1) God didn’t really intend that high of a standard. We can decide that really we love God quite well and that we are loving our neighbor as well as he could expect.

Be perfect as I am perfect
Be conformed into the image of Christ
Seek and save the lost
Pray without ceasing

Lord give us repentance of our arrogant attitude that says we keep Your Law! Change our hearts!

2) God does have that high of a standard. I can’t keep God’s standard. Therefore I despair. There’s no hope at all.

If we confess our sins
Jesus loved us while we were yet sinners
The Father made the Son to become sin for us so we could be the righteousness of God in Christ.
He forgives us each and every sin.

Despair won’t cut it, then. Arrogance and despair are out. We need our third possible response.

3) Jesus, the man of sorrows, the one who suffered and died, did it all for you. He is the only one who has ever loved God perfectly and he is the only one who has ever loved his neighbor as himself. He has done this. He died doing it. And he rose from the dead so that all who believe his promises may have his perfect life.

Trust that Jesus is the savior of the world.
Trust that Jesus is your savior.
Come to him again and again, receiving his forgiveness, which we can never earn ourselves.
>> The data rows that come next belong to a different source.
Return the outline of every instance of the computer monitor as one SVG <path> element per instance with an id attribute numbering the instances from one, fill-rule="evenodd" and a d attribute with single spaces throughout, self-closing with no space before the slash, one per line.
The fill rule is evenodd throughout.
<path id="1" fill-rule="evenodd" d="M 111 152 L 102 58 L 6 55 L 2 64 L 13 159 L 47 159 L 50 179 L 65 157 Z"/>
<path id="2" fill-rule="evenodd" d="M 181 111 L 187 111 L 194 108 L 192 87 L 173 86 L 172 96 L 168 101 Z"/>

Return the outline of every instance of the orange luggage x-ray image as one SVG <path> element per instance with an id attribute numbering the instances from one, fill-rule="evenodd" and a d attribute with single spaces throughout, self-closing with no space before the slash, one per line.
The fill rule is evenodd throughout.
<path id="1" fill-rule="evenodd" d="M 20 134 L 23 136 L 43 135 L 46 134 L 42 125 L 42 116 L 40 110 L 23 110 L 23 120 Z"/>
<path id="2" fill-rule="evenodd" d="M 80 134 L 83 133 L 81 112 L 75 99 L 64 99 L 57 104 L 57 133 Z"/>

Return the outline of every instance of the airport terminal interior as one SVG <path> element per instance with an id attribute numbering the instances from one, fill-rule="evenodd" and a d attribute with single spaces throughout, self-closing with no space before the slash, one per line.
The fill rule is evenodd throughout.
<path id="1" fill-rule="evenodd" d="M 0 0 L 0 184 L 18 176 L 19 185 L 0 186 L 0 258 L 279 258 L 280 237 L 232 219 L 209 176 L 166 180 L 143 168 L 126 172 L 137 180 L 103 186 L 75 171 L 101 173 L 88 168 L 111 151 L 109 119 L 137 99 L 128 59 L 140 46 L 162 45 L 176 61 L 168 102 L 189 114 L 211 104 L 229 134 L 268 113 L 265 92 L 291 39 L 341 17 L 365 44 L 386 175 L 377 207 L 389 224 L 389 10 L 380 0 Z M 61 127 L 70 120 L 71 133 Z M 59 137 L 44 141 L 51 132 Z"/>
The Lord’s table is a time of repentance and restoration. It’s a time when Jesus gives himself in a very concrete way, in true body and blood for you, for your forgiveness. It’s a means of receiving the forgiveness we need. As we prepare for the Lord’s table, may he create in us a clean and new heart, filling us with repentance and pouring out his grace upon us. Jesus has loved you, his neighbor, as he loves himself. He will rescue you.